She graduated high school in 1932, at the height of the Great Depression. With no money for college, Elaine found employment sewing tongues onto the vamps of shoes for 10 cents a vamp.
“Sometimes I could make a dollar, a couple bucks … I got pretty fast at it,” Elaine said.
Eventually, Elaine was able to attend one year of college before returning home to take care of her ailing parents. Then, came Dec. 7, 1941.
Elaine’s boyfriend at the time, an officer in the military who later would become her husband, survived the Pearl Harbor attack. Elaine said everyone stepped up to do something.
In November 1942, she followed her sister into the Women’s Army Corps. She joined as a stenographer, then went on to serve as a personnel administrator specialist and aircraft dispatcher at Kirtland Air Force Base in Albuquerque, New Mexico. She served until the end of the war.
Elaine, a widow who never had children, is a self-described “people person” who devoted her life to volunteering and making relationships in the community.
“I like to be around people and I like being active. I’ve never really stopped,” she said. “I’ve belonged to the American Legion for around 40 years and I’ve been very active at the St. Louis Veterans Home. I’d say that probably the most important thing I’ve done is volunteer.”
She never considered herself a hero – that is, until January, when she was presented with a once-in-a-lifetime gift.
“It is with great pride and admiration that we present this quilt to you … every stitch, every seam, each piece cut and sewn together – all made with love and gratitude for what you have done,” a letter to Elaine from Piecemakers Heritage Quilters read.
Linda Kuennen, of Piecemakers Heritage Quilters, a branch of the national Quilts of Valor Foundation, caught wind of Elaine’s story through a mutual friend. “I thought, ‘Wow, she has got to be the oldest living WAC. We have to do something special for her and her service.
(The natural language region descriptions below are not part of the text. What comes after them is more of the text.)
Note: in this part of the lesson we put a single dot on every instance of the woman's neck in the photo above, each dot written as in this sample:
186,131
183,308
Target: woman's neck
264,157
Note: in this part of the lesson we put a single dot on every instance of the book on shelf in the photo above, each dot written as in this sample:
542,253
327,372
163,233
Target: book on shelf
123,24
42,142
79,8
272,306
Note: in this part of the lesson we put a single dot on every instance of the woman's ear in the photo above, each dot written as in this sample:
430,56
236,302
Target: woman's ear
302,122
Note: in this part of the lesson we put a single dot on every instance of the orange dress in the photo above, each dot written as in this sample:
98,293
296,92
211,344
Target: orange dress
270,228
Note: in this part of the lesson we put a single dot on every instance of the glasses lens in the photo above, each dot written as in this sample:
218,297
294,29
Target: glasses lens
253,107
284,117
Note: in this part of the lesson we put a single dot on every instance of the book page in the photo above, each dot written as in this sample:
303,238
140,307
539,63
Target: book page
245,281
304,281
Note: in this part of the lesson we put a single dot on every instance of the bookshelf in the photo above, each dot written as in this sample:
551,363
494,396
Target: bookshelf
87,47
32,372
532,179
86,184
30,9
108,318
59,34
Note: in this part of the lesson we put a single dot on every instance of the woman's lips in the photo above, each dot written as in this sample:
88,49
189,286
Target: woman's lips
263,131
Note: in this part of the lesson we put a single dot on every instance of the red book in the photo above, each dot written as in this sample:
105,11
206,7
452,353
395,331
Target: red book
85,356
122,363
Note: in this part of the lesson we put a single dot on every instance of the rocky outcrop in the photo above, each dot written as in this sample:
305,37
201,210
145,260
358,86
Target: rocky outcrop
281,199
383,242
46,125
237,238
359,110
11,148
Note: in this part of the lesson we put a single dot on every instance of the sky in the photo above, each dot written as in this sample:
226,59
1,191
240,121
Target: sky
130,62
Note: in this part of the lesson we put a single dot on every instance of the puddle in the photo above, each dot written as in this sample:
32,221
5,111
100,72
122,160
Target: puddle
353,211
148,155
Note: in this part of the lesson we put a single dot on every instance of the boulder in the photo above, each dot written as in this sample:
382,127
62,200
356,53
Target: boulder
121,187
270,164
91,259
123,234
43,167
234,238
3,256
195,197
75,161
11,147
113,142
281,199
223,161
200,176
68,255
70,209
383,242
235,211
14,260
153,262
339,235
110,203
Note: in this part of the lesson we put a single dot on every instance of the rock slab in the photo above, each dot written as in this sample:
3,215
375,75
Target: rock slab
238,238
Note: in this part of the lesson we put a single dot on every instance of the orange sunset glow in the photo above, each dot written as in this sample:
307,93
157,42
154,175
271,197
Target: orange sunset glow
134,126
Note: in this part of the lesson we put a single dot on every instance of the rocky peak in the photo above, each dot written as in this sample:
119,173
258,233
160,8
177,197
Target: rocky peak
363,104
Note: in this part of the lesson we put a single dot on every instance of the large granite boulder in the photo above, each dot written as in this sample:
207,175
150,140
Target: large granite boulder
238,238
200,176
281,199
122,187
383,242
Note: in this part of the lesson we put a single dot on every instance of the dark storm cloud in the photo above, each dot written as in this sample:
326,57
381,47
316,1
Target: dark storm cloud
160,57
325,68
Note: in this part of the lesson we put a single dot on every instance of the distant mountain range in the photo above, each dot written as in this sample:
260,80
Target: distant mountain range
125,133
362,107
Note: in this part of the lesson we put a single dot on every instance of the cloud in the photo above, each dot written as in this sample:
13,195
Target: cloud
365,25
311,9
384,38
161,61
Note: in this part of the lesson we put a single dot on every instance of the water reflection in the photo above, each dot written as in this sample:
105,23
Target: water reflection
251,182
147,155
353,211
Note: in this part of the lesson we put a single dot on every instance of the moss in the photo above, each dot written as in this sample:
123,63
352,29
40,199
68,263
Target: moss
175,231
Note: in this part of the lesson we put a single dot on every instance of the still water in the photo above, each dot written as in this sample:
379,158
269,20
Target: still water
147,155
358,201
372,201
What an honor it is to still have her around.’”
Kuennen shared Elaine’s story with her fellow quilters, who decided Elaine would be the recipient of their next Quilt of Valor.
“[Linda] called me and said, ‘We are going to present you with a quilt. A quilt for heroes.’ I was just overwhelmed and humbled,” Elaine said. “I knew about the Quilts of Valor but I’ve never been approached. It’s quite an organization and the quilt is gorgeous. It’s a museum-type quilt.”
Quilts of Valor are presented as a symbol of comfort and peace to select veterans across the country who have been touched by the effects of war. They include personalized details down to each stitch, with a beautiful patch detailing the recipient’s information and history.
Receiving the quilt has helped Elaine reconnect with people from the past.
“I had three men come to the door and they said, ‘Elaine, do you remember us?’ They were longtime friends of mine as a young kid.”